Only by confronting these and hundreds of similar questions do we develop enough control over our freedom and enough consistency of character to begin establishing laws for ourselves. Those who never experience this sort of learning use their freedom capriciously, haphazardly. They are free but not autonomous because they have no laws to direct their choices.

If we had to learn everything on our own, we probably wouldn’t live long enough to become autonomous. So, since long before the first historical records, human beings have speeded up the process through education, which shares out the labor of learning among a community of learners.

Now, education can be used to attain all sorts of aims other than autonomy. By joining educational communities you can learn how to master a skill, how to survive in a hostile environment, how to become wealthy. But learning to be autonomous is the highest possible aim, one which both supersedes and encompasses all other aims. It puts us in control of our lives and gives us the authority to decide which other aims are worth pursuing.

Education for autonomy is called “liberal education.” The “liberal” means “pertaining to freedom.” Autonomy is the highest degree of freedom that human beings can attain. And the “liberal arts” are not, as many seem to believe, useless and impractical subjects. They are the skills that pertain to the best use of freedom, the studies that move us forward on the path toward autonomy. That makes them more practical by far than other arts that aim at lower degrees of utility.

It is sometimes said that liberal education is not for everyone, that some people are better off with job training that will enable them to make a living.

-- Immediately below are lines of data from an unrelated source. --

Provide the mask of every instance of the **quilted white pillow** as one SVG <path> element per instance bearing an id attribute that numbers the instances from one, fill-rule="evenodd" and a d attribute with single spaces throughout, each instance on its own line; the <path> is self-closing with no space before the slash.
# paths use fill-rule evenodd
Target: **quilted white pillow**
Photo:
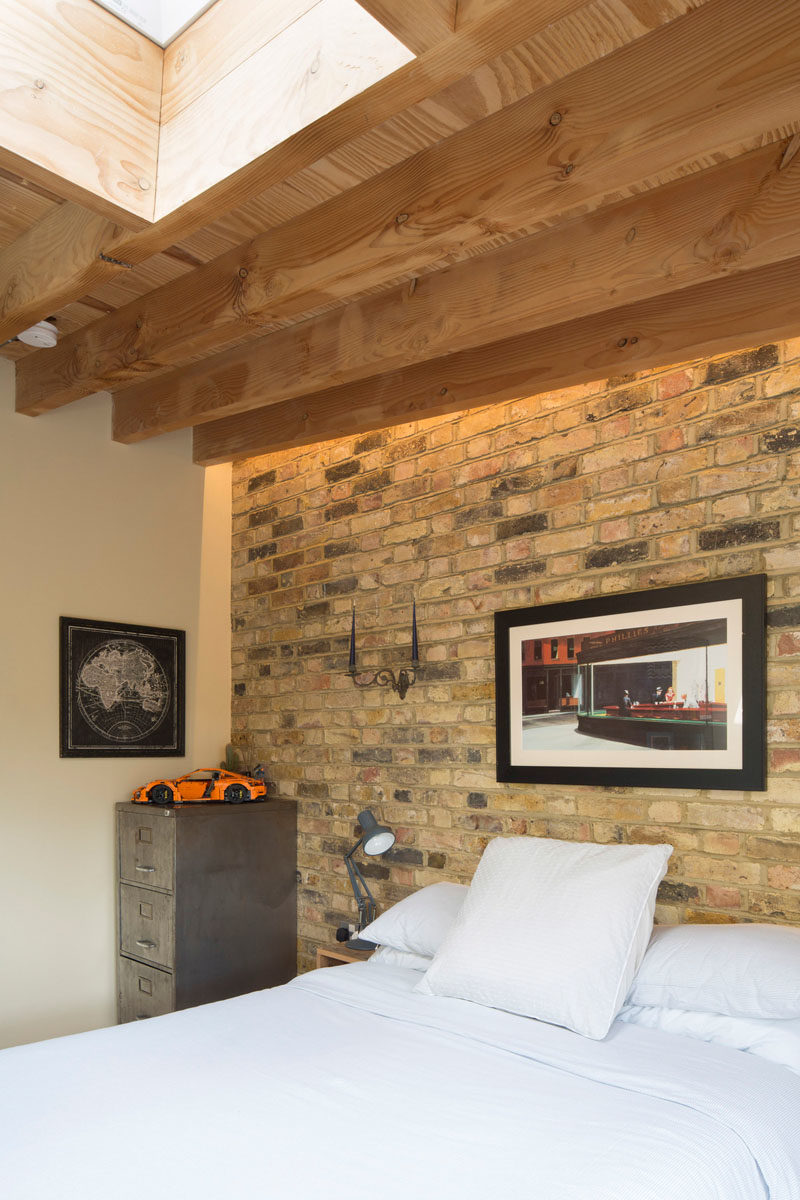
<path id="1" fill-rule="evenodd" d="M 468 890 L 463 883 L 429 883 L 381 912 L 359 937 L 432 959 L 450 932 Z"/>
<path id="2" fill-rule="evenodd" d="M 672 850 L 495 838 L 416 990 L 604 1038 L 646 949 Z"/>
<path id="3" fill-rule="evenodd" d="M 655 929 L 627 1002 L 729 1016 L 800 1016 L 800 929 Z"/>
<path id="4" fill-rule="evenodd" d="M 690 1013 L 680 1008 L 638 1008 L 626 1004 L 618 1020 L 663 1030 L 699 1042 L 716 1042 L 732 1050 L 744 1050 L 770 1062 L 780 1062 L 800 1075 L 800 1018 L 771 1020 L 756 1016 L 728 1016 L 722 1013 Z"/>
<path id="5" fill-rule="evenodd" d="M 410 950 L 396 950 L 393 946 L 379 946 L 367 962 L 383 962 L 387 967 L 405 967 L 411 971 L 427 971 L 433 962 L 425 954 L 411 954 Z"/>

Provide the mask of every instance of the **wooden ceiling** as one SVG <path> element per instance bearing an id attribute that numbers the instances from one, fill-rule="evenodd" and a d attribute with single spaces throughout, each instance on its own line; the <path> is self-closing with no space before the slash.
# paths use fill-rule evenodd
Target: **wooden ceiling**
<path id="1" fill-rule="evenodd" d="M 332 2 L 295 0 L 295 24 Z M 800 0 L 359 2 L 416 58 L 372 83 L 362 62 L 362 90 L 313 115 L 331 41 L 295 30 L 295 132 L 233 168 L 224 62 L 253 6 L 217 0 L 182 35 L 163 84 L 186 72 L 206 144 L 198 164 L 187 139 L 161 216 L 119 173 L 97 196 L 25 158 L 22 85 L 0 90 L 17 138 L 0 353 L 20 413 L 108 390 L 118 440 L 193 426 L 213 463 L 800 332 Z M 53 64 L 25 70 L 47 92 Z M 148 162 L 125 169 L 148 182 Z M 50 314 L 55 349 L 7 341 Z"/>

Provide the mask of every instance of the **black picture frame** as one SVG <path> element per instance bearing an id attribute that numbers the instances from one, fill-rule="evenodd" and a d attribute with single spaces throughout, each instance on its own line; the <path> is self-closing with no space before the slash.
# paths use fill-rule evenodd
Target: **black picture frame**
<path id="1" fill-rule="evenodd" d="M 497 612 L 498 781 L 763 791 L 765 613 L 764 575 Z"/>
<path id="2" fill-rule="evenodd" d="M 186 634 L 61 617 L 60 756 L 182 757 Z"/>

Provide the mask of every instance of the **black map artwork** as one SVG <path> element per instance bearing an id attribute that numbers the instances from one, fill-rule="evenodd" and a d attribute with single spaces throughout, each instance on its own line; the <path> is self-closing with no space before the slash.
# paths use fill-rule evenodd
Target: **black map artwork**
<path id="1" fill-rule="evenodd" d="M 186 635 L 61 618 L 61 757 L 184 754 Z"/>

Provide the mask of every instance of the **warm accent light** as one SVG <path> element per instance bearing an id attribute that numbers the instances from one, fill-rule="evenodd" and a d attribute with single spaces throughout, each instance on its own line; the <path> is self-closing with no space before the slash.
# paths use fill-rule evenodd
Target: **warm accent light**
<path id="1" fill-rule="evenodd" d="M 416 672 L 420 666 L 420 643 L 416 634 L 416 600 L 411 605 L 411 666 L 402 667 L 397 674 L 391 667 L 380 667 L 378 671 L 373 671 L 368 679 L 361 679 L 360 676 L 366 674 L 363 671 L 359 671 L 355 664 L 355 605 L 353 605 L 353 620 L 350 623 L 350 662 L 348 666 L 348 674 L 353 679 L 356 688 L 372 688 L 373 684 L 378 684 L 379 688 L 391 688 L 396 691 L 401 700 L 405 700 L 405 695 L 409 688 L 413 688 L 416 683 Z"/>

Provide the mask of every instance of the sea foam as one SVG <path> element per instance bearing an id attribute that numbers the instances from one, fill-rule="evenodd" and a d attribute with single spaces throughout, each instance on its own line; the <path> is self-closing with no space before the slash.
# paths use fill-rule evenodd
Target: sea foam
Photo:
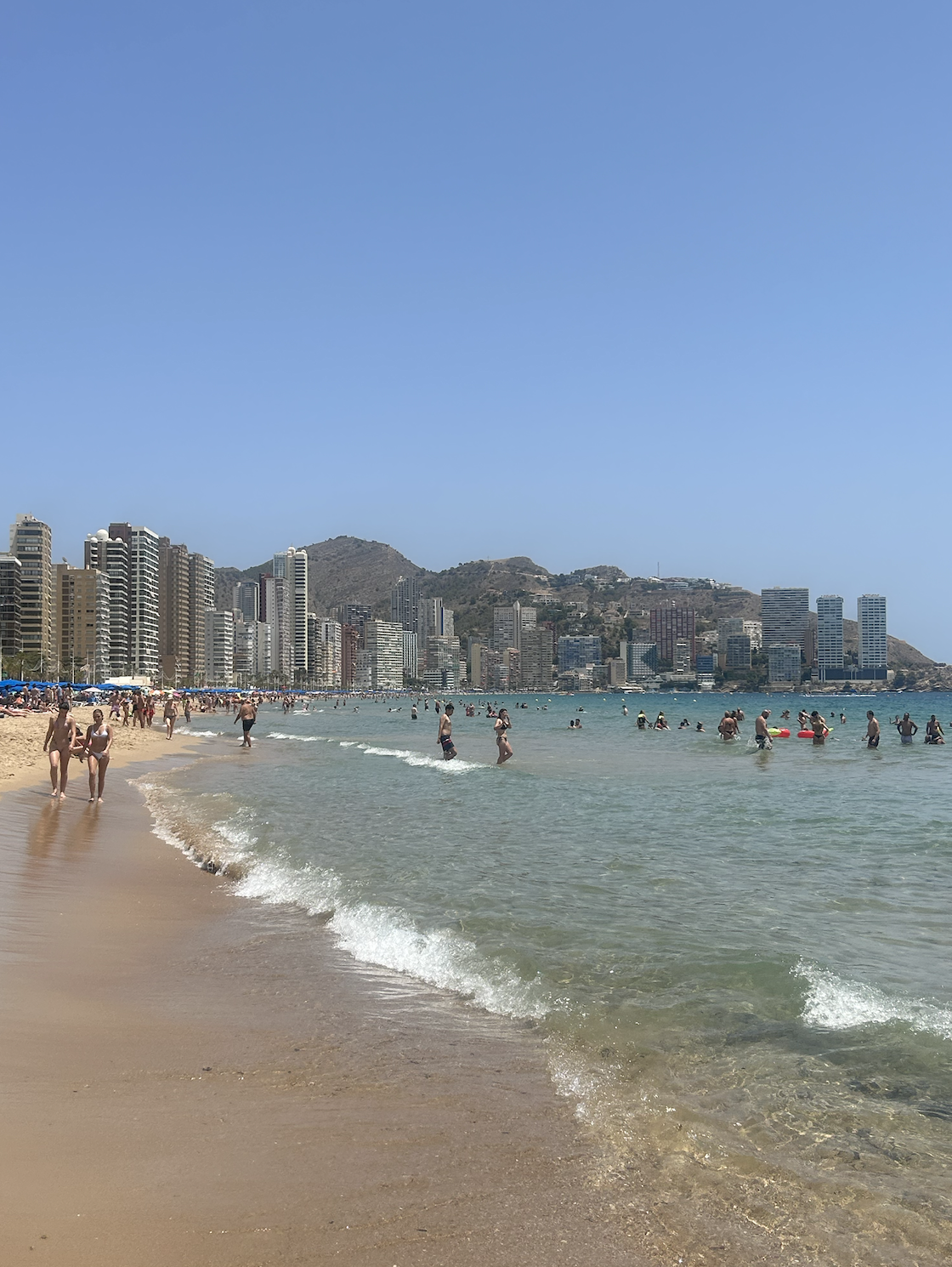
<path id="1" fill-rule="evenodd" d="M 427 933 L 396 907 L 348 901 L 339 877 L 324 868 L 298 869 L 262 859 L 235 889 L 242 897 L 292 903 L 309 915 L 330 915 L 327 927 L 337 945 L 362 963 L 453 991 L 504 1016 L 541 1019 L 548 1011 L 538 981 L 524 981 L 449 929 Z"/>
<path id="2" fill-rule="evenodd" d="M 901 1022 L 920 1034 L 952 1040 L 952 1010 L 923 998 L 887 995 L 877 986 L 844 981 L 834 972 L 800 960 L 794 969 L 808 984 L 803 1020 L 818 1029 L 857 1029 Z"/>

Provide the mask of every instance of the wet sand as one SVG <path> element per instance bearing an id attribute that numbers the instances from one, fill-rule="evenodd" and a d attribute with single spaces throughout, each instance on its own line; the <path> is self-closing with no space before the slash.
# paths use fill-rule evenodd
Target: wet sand
<path id="1" fill-rule="evenodd" d="M 661 1261 L 533 1030 L 233 897 L 118 773 L 3 802 L 0 1262 Z"/>

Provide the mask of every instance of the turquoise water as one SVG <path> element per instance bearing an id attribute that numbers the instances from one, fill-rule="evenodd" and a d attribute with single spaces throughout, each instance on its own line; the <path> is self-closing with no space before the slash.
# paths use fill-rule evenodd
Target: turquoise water
<path id="1" fill-rule="evenodd" d="M 687 1242 L 756 1200 L 799 1261 L 938 1262 L 952 742 L 900 746 L 886 722 L 946 725 L 952 697 L 827 699 L 847 723 L 823 748 L 768 753 L 748 745 L 755 715 L 790 707 L 795 735 L 800 697 L 627 702 L 625 717 L 619 696 L 510 697 L 504 768 L 492 722 L 460 708 L 452 763 L 409 701 L 265 708 L 251 754 L 148 796 L 160 830 L 228 863 L 246 897 L 329 916 L 315 935 L 354 958 L 543 1026 L 609 1169 L 691 1195 Z M 727 703 L 747 715 L 732 744 L 715 729 Z M 641 704 L 706 732 L 639 732 Z"/>

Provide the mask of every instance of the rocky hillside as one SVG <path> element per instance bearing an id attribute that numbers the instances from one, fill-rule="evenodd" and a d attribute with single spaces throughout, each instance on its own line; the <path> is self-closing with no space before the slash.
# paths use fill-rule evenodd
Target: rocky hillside
<path id="1" fill-rule="evenodd" d="M 622 636 L 632 637 L 648 628 L 648 611 L 660 602 L 679 602 L 694 608 L 698 631 L 714 628 L 719 620 L 742 616 L 761 618 L 761 598 L 738 585 L 703 587 L 691 590 L 666 589 L 658 582 L 627 576 L 614 564 L 595 564 L 572 573 L 551 573 L 532 559 L 479 559 L 444 571 L 427 571 L 392 546 L 360 537 L 332 537 L 305 547 L 309 568 L 311 611 L 332 614 L 341 603 L 362 603 L 376 616 L 390 617 L 390 589 L 399 576 L 416 576 L 428 597 L 442 597 L 456 613 L 456 632 L 489 635 L 492 607 L 514 599 L 539 608 L 539 618 L 552 621 L 557 634 L 600 634 L 609 655 L 617 654 Z M 271 570 L 271 560 L 256 568 L 215 569 L 215 601 L 230 607 L 237 580 L 257 580 Z M 856 621 L 843 622 L 847 651 L 857 647 Z M 943 668 L 901 639 L 889 639 L 889 663 L 908 670 L 911 682 L 944 680 Z M 949 670 L 952 678 L 952 670 Z"/>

It is also said increasingly that liberal education is not for anyone, that education only makes sense as an investment in establishing a remunerative career.

Both of these beliefs are wrong. Liberal education, which helps us make the best use of our freedom, is for everyone in a way that job training can never be.

Getting a job, no matter how lucrative, does not make you autonomous. On the contrary, it makes you subservient to your employer in ways you may not have bargained for. But becoming autonomous makes any job you take part of your life-plan. You decide how much of your existence you are willing to give over to making a living. You decide when or whether to get a new job if your old one stops suiting you. You decide how making a living fits in with your conception of making a life worth living. We all need the sort of liberal education that can help us achieve this level of control over our own lives.

Because every human being deserves to be autonomous.